The "evolutionary renewal" involves establishing an independent Ministry for EU Affairs with a high degree of centralisation, combining all Eurointegration functions within one ministry. This model has been implemented in Croatia, Romania, Montenegro, and Serbia.

The Eurointegration office in the second model remains a specialised institution within the Government Office, the government, or the Ministry of Foreign Affairs. This model, refers to Estonia, Lithuania, Poland, North Macedonia, and Hungary. It allows the office to be led by either a civil servant (general director) or a political figure (Minister for EU Affairs or Deputy Prime Minister).

Lyvch suggests four basic options for transformation in Ukraine. The first is transforming the Government Office into a separate Ministry of Eurointegration, following the example of Romania, Montenegro, Serbia, and Croatia (before 2005).

The second option is to merge the Government Office with the Ministry of Foreign Affairs. This model has been implemented in Hungary and partially in Croatia, where a joint Ministry of Foreign and European Affairs was created in 2005.

The third option is the direct subordination of the Government Office to the relevant Deputy Prime Minister to enhance its political authority. This model has been applied in Poland and North Macedonia.

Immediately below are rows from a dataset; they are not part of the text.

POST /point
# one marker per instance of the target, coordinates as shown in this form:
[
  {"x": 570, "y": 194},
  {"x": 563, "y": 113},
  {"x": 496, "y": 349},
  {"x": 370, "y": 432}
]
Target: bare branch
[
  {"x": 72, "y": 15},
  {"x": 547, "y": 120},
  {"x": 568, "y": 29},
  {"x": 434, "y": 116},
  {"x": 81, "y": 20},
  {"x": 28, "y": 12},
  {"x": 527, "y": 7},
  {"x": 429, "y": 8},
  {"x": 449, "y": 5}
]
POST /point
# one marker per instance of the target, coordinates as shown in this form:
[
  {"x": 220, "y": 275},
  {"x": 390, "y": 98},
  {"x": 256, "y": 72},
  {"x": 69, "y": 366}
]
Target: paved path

The fourth option is to maintain the current system, focusing on strengthening the Government Office and its relationship with the Deputy Prime Minister. This model, where the Eurointegration office is led by a civil servant, has been implemented in Estonia and Lithuania.

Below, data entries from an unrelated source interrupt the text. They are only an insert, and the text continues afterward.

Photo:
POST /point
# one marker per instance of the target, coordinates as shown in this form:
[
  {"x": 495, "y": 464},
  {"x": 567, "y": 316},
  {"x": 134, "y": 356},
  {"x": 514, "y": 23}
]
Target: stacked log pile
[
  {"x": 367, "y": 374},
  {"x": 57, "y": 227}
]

Considering the need for Ukraine to swiftly pursue Eurointegration, the last two options appear optimal, according to Lyvch. These options are relatively popular based on international experience.

The author emphasises that the current Eurointegration system in Ukraine, jointly coordinated by the Government Office and the relevant Deputy Prime Minister, aligns with international practices and does not require radical transformations to remain effective.

He warns, however, that a complete restructuring of the Government Office (transformation into a separate ministry) is a viable option but carries the risk of weakening interdepartmental coordination due to equivalence with other ministries.